This type of problem often has a specific configuration like a Wheatstone bridge. If it were a standard bridge with the 13 µF and 5 µF as the bridge arms and the 1 µF capacitor as the galvanometer arm, then the connections would be different.

Given the options and the common patterns in such problems, it's possible that the diagram implies something simpler or a specific symmetry.
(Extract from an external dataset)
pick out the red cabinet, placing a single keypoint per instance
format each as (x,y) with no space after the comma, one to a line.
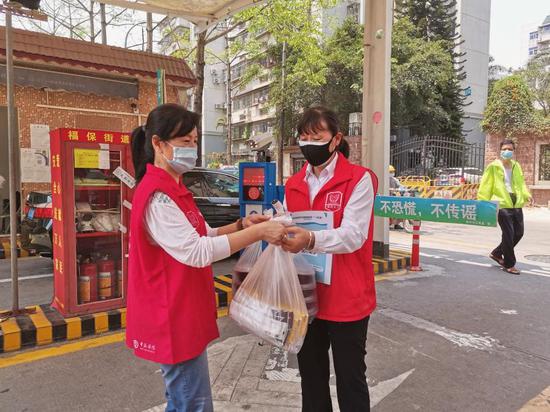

However, based on a literal interpretation of the connections shown, the calculation leads to a value not in the options.

Let's re-verify if any other interpretation could lead to one of the options. If the problem intends to represent a Wheatstone bridge where the central 13 and 5 are not directly in series across A and B, but rather part of the bridge. If A and B are the input nodes, and the central node is M. And the outer nodes are P1, P2, P3, P4. If it was a bridge with P1-P2-P3-P4 as the arms, and A and B as input/output to the bridge.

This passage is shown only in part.